Chapitre 4 : Dans la montagne

Par Isapass

Chapitre 4 : Dans la montagne

 

Quand la louve et la fillette entrent dans un bois de sapin, Nahele s’arrête.

– Reste bien derrière moi, dit-elle.

Chumani n’a pas le temps de demander pourquoi, car un loup paraît entre deux arbres, puis un deuxième, et encore un autre. Bientôt, elles sont cernées par la meute. Ce sont de grands loups des montagnes. Ils sont maigres, mais puissants. Ils n’ont pas l’air contents de voir la fillette.

Un loup gris s’avance, il boite. C’est Isha, le chef.

– Que fais-tu avec une humaine, Nahele ? interroge-t-il. Les hommes sont nos ennemis. Ils nous chassent et nous tuent. Hanska, attrape-là !

Un loup noir comme la nuit, aussi haut qu’un poney, bondit vers Chumani et lui fait face. Son attitude est menaçante, pourtant, il semble hésiter à obéir à l’ordre du chef. La louve blanche en profite pour s’interposer.

– Cette petite n’est pas dangereuse ! Elle a sauvé mon petit-fils. Elle cherche la source des saisons pour que cet interminable hiver s’arrête. Et je l’accompagne. Nous aussi nous aurions bien besoin du printemps. Nous avons si froid dans les collines.

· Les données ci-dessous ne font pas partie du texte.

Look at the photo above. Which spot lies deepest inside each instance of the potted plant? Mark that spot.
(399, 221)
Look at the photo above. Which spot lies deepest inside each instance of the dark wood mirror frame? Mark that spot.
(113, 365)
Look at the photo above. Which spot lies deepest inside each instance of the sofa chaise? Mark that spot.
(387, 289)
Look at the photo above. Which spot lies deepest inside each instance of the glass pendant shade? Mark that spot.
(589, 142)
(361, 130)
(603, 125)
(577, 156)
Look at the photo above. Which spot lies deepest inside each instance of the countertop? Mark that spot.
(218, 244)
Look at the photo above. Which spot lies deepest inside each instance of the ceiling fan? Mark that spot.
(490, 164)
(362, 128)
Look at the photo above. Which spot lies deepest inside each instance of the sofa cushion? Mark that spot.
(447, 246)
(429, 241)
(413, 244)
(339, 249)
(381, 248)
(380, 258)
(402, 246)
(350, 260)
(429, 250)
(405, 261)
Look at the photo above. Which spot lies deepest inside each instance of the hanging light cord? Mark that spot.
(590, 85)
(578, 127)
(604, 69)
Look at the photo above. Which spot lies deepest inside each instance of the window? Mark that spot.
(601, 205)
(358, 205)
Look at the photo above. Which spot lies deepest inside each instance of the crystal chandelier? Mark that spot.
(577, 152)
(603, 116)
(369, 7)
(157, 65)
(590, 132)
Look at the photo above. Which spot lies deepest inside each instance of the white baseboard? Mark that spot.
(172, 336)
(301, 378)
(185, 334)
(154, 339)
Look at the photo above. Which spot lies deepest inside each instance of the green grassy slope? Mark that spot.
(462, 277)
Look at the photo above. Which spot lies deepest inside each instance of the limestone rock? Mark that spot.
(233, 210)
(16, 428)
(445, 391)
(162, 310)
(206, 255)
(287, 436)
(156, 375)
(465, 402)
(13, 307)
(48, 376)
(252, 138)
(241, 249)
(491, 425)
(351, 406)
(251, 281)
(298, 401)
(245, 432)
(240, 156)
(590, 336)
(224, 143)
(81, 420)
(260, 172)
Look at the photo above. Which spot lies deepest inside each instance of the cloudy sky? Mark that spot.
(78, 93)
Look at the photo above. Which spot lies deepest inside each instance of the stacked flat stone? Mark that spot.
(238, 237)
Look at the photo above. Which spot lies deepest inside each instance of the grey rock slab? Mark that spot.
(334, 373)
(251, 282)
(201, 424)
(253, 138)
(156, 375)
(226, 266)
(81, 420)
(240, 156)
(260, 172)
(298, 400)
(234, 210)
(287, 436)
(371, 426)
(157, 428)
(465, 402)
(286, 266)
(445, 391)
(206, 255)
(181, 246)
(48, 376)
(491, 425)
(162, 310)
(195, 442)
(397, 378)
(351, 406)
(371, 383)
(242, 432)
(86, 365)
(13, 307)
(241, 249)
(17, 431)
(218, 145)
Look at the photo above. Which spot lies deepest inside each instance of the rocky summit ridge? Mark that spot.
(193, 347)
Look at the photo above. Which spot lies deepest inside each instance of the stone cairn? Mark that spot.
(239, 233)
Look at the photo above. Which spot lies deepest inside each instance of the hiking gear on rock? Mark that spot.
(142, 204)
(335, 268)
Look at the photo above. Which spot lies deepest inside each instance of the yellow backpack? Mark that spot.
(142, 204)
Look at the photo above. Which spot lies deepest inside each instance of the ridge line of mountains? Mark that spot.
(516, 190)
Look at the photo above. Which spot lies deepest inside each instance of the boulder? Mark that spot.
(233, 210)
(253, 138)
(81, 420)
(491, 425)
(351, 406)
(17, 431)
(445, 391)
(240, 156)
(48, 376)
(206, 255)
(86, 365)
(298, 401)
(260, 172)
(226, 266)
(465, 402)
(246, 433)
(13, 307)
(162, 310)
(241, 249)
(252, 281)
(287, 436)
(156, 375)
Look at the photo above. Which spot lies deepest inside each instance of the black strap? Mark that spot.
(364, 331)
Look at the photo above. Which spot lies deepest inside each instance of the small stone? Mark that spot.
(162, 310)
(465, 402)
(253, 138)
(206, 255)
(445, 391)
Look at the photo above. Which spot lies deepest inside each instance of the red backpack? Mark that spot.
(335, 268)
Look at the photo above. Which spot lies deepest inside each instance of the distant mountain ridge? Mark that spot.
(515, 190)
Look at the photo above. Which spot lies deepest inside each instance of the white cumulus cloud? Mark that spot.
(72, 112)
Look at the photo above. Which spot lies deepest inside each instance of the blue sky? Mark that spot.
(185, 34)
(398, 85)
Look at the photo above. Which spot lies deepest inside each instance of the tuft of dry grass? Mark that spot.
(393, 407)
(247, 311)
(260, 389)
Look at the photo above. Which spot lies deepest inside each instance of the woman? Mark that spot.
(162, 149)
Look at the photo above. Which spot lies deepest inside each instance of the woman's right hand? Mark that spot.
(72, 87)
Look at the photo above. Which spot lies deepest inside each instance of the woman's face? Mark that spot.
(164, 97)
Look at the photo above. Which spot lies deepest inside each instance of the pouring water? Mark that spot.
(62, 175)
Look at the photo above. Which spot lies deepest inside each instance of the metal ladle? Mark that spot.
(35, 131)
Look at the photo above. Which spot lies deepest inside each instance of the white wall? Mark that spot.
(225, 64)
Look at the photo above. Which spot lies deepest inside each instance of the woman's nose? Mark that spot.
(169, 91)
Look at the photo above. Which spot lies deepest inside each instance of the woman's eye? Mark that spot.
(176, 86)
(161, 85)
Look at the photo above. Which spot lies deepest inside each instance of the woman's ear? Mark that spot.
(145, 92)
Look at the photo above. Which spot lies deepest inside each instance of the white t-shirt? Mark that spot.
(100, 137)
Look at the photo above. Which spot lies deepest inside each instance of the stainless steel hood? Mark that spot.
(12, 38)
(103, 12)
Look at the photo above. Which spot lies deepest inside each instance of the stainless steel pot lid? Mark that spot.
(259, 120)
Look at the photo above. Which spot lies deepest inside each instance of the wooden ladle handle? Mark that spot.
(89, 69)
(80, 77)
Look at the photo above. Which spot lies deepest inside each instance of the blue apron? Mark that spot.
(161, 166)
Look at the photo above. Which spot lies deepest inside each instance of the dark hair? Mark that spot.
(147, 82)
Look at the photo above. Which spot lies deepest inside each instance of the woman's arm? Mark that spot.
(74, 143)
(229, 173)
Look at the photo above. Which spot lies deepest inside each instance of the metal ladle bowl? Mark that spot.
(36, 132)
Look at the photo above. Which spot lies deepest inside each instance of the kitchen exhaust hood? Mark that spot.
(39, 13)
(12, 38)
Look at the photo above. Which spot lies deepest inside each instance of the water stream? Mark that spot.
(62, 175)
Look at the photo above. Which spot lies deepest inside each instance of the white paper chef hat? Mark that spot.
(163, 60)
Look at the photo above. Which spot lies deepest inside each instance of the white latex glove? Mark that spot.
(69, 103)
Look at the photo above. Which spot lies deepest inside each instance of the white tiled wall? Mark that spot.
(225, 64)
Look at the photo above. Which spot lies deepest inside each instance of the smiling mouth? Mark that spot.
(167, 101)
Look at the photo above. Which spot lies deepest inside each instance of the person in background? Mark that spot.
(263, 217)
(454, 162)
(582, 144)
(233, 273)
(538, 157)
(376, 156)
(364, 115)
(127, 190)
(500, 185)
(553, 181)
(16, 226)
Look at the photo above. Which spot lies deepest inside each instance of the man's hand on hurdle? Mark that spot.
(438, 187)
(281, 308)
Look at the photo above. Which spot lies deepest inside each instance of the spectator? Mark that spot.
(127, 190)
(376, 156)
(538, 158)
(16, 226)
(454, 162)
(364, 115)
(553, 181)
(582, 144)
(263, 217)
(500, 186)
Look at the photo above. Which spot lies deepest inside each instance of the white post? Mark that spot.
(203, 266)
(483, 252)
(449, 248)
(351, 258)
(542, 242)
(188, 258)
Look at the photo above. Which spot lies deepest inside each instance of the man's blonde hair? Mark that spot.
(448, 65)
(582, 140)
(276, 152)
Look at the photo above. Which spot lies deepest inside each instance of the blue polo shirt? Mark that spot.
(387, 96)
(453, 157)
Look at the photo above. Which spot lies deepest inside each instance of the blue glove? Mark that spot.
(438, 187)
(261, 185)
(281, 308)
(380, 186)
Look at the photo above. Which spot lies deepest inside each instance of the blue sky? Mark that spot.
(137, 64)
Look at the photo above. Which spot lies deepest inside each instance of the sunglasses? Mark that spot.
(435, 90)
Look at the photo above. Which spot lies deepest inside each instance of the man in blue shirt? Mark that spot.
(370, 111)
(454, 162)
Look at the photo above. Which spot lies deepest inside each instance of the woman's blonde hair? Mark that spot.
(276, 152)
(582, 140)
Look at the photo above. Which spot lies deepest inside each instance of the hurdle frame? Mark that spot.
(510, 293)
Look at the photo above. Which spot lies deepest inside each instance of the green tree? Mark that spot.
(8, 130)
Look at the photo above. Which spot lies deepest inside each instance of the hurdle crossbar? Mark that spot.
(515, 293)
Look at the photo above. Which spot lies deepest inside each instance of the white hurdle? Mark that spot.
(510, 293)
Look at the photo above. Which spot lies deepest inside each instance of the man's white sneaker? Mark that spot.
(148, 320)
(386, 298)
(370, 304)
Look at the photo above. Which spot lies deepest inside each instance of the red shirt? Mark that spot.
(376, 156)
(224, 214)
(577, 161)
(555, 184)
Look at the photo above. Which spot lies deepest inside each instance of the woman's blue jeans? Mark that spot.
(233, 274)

Le vieux chef reste silencieux un moment, puis se détourne à contrecœur :

– Justement, dans deux jours, s’il ne fait pas plus chaud, nous descendrons dans la plaine. Si les guerriers de sa tribu nous en empêchent, nous nous battrons pour nous défendre. Quant à vous, je vous laisse aller : ce petit bout de femme n’est pas un danger. Cependant, les hommes et les loups ne se sont jamais alliés. Vous ne trouverez pas la source.

Isha s’éloigne en boitant, suivi par la meute.

Ainsi les loups ont aussi peur des hommes que les hommes craignent les loups, songe Chumani. Les uns attaquent les autres en pensant se défendre. Mais comment sortir de cette guerre ?

 

La vieille louve et la fillette sont reparties. Elles ont atteint la tête de l’ours et grimpent le chemin escarpé vers le creux qui forme l’œil. Le froid est de plus en plus intense. Chumani grelotte et la fatigue pèse sur tout son corps.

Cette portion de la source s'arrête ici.